San Francisco artist Malik Seneferu greeted students and visitors with an enlightening dialogue at the Multi-Cultural Center on Monday, January 31.

As Seneferu addressed the student body on the black experience in America, audience members sat encircled by a kaleidoscope of colors as Seneferu’s paintings hung on the surrounding walls. Dealing with themes of identity, race, and heritage, Seneferu’s paintings drip with soul-searching.

“ I came from an ugly environment, where people are told they’re ugly,” said Seneferu.

While speaking about his impoverished upbringing in San Francisco’s Hunters Point district, Seneferu offered wisdom for others on how to elevate one’s self out of such dire circumstance.

“No matter how hard you have it, you can create your way out of it,” he said.

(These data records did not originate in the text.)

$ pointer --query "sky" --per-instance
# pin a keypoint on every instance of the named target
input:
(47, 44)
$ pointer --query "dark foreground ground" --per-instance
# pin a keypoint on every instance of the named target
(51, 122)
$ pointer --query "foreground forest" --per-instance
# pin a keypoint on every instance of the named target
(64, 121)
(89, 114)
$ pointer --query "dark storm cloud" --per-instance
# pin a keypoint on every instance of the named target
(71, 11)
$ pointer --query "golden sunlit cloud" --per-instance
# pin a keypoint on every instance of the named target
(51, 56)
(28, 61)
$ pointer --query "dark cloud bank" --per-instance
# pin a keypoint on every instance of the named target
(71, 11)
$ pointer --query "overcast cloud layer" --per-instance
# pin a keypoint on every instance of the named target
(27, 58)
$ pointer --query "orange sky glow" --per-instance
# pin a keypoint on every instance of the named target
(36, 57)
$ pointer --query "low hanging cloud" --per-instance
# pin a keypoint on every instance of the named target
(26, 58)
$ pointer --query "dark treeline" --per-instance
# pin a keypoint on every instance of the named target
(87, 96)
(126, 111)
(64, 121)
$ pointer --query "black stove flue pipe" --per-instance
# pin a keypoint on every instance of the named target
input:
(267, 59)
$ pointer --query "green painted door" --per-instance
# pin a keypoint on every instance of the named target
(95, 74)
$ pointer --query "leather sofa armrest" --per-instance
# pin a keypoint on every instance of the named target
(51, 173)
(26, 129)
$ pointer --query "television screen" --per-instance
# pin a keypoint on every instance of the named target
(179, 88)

This ethos is captured eloquently in his painting, “Kujichagulia.” Kujichagulia, a Swahili term for self-determination, is one painting in Seneferu’s “Raw Series.” Painted on a raw canvas about seven feet across, “Kujichagulia” depicts the transformation of a black fetus into a man gliding over a cotton field with an American flag with question marks instead of stars soaring in the background. It is a painting comprised of fractured moments that work together as a whole.

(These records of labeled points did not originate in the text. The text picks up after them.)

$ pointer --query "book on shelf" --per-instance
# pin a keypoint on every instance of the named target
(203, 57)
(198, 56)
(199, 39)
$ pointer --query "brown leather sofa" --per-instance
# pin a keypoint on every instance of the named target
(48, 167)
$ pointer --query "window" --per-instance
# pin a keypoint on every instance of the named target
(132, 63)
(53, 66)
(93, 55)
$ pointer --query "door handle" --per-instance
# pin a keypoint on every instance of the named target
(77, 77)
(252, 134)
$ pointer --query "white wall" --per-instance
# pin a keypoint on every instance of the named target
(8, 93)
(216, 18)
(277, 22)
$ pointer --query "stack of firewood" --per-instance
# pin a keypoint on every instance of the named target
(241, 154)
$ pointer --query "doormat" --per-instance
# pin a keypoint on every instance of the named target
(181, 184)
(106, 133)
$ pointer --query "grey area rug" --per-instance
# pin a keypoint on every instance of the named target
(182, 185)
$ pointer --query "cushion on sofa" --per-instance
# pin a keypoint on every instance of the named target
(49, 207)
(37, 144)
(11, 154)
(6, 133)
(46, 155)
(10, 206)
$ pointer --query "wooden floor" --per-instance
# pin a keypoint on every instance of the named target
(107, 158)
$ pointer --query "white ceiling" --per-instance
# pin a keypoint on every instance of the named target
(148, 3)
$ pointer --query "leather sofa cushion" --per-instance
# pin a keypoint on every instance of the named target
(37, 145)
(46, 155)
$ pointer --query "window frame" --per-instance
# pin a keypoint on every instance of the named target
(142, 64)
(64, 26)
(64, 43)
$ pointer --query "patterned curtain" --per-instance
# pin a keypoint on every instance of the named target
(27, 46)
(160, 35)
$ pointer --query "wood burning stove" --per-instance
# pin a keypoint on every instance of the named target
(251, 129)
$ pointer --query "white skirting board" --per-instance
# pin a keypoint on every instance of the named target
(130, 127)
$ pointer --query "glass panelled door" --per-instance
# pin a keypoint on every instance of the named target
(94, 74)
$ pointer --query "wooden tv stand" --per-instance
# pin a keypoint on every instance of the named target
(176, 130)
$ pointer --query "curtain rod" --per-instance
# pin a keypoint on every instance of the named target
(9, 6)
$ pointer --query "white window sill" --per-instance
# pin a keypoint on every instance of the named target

Seneferu calls this piece one of his intense realties that is hard to look at. He described his process of just taking directly to the canvas to see what would come out of the interaction and not pre-meditating on his paintings.

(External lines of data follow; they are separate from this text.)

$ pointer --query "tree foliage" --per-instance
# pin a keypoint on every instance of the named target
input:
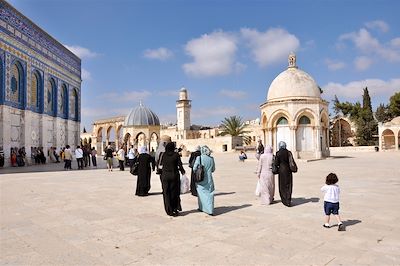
(234, 126)
(363, 117)
(394, 105)
(382, 113)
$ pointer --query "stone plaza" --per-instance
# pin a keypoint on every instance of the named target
(91, 217)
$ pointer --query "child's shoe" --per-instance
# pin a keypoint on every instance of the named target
(341, 227)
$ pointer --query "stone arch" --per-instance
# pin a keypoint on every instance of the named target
(324, 131)
(388, 140)
(154, 138)
(110, 136)
(17, 85)
(100, 140)
(264, 121)
(278, 114)
(304, 133)
(128, 140)
(341, 133)
(36, 91)
(308, 113)
(119, 134)
(140, 139)
(64, 99)
(75, 105)
(51, 96)
(2, 75)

Seneferu’s “Aesthetic Ascension” depicts an African warrior donning a tribal mask standing in waves with swimming fish. The pastel painting also makes use of decorative and elaborate symbols—just one of the primitive writing systems Seneferu incorporates into his imagery.

“This is one of my visions of Africa I imagined when I was a child,” said Seneferu.

It wasn’t until adulthood that he finally got the chance to travel around Kenya.

“I’m really wowed by the amount of pieces displayed here in the MCC,” said UCSB fourth-year English Literature major Erich Tomkinson. “I really like Seneferu’s vibrant color schemes and the palette he works with on all these paintings.”

But some of the paintings weren’t bright, reflecting the harsh realities of growing up as a black male in the United States.

The most thought provoking of Seneferu’s works included paintings that referenced “COINTELPRO” (an acronym for Counter Intelligence Program), a series of covert operations by the FBI during the 1960s that included falsifying media reports, disrupting political organizations, and even assassination, such as the murder of Chicago Black Panther Party Leader Fred Hampton.

“Looking at his work you can really understand his perspective and where he comes from in life,” said UCSB third-year Economics/Accounting major Rose Collins.

Seneferu’s work is powerful, political, and unapologetic and will be on exhibition in the MCC until Friday, March 11.